HSV is naturally neurotropic, offers a large cargo capacity of up to 150 kb when used as amplicons and has the ability to maintain itself in a latent state for the lifetime of host cells, which renders it with some unique advantages over other commonly used viral vectors such as lentivirus, AAV or adenovirus. Additionally, HSV has a broad host cell range, maintains itself as an episome instead of integrating into the host genome, can be easily grown in cell culture, and can be packaged into high titer virus.
Can HSV vectors produced by VectorBuilder be used for producing live virus?
VectorBuilder offers HSV BACYAC vectors and amplicon vectors, both of which can be used for producing live virus and we have carried our extensive testing to validate this.
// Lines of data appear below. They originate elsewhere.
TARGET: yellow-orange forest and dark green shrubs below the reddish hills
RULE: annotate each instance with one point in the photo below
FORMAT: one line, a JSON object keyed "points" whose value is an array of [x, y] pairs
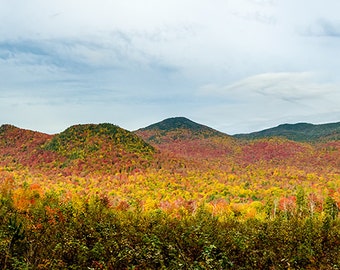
{"points": [[44, 227]]}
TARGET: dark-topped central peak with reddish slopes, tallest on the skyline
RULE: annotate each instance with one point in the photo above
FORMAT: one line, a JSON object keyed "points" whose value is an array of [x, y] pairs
{"points": [[183, 137]]}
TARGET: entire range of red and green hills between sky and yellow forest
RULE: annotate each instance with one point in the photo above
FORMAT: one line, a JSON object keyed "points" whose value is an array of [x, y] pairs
{"points": [[107, 148]]}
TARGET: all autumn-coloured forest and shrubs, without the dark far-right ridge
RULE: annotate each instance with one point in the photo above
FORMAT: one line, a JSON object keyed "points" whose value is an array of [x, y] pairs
{"points": [[180, 197]]}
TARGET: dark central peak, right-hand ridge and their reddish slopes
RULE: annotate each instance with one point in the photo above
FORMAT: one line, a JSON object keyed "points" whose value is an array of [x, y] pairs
{"points": [[286, 145]]}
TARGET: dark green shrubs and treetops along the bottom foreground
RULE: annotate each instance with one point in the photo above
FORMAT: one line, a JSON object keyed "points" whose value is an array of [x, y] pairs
{"points": [[53, 233]]}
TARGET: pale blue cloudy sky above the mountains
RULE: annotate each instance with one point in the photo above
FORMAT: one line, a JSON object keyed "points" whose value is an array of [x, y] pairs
{"points": [[235, 65]]}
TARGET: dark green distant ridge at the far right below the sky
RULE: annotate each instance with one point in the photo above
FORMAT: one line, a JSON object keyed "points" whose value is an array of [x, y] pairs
{"points": [[303, 132]]}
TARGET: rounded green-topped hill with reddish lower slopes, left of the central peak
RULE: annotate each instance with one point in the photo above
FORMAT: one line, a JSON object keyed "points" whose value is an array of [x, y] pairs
{"points": [[100, 147]]}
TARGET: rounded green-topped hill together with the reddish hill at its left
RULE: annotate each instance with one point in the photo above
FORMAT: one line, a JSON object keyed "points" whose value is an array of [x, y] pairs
{"points": [[80, 149]]}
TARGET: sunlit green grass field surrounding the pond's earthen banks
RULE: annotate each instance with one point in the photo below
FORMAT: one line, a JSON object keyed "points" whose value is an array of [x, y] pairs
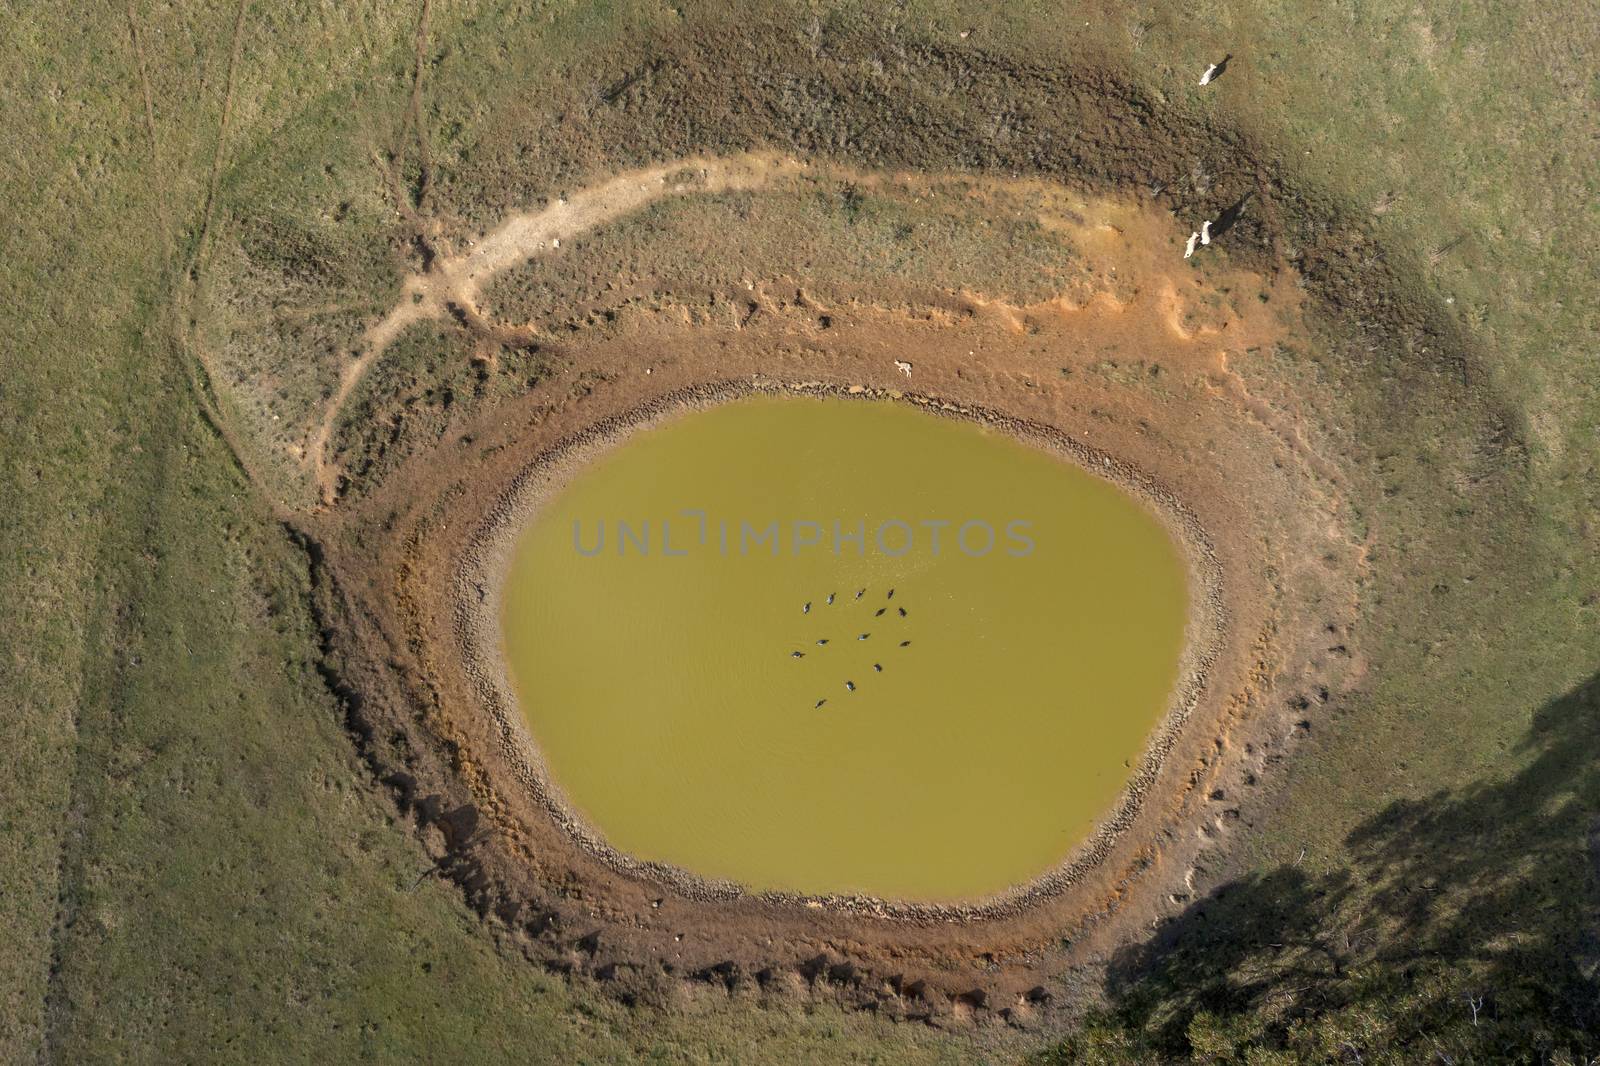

HSV BACYACs can be transfected into viral permissive eukaryotic host cell lines such as Vero for producing live virus. For amplicon vectors, co-transfection of the amplicon plasmid along with a BAC containing packaging defective HSV-1 genome into appropriate packaging cells leads to the generation of live virus. Figure 2 shows the successful packaging of wildtype HSV-1 viral particles using our vector.
Which biosafety level (BSL) is required for HSV vectors?
HSV vectors can typically be handled in a biosafety level-2 (BSL-2) containment. However, biosafety policies can vary considerably from one institution to another. Therefore, it is the responsibility of the researchers to handle all viral vectors following appropriate biosafety guidelines that apply for their institution.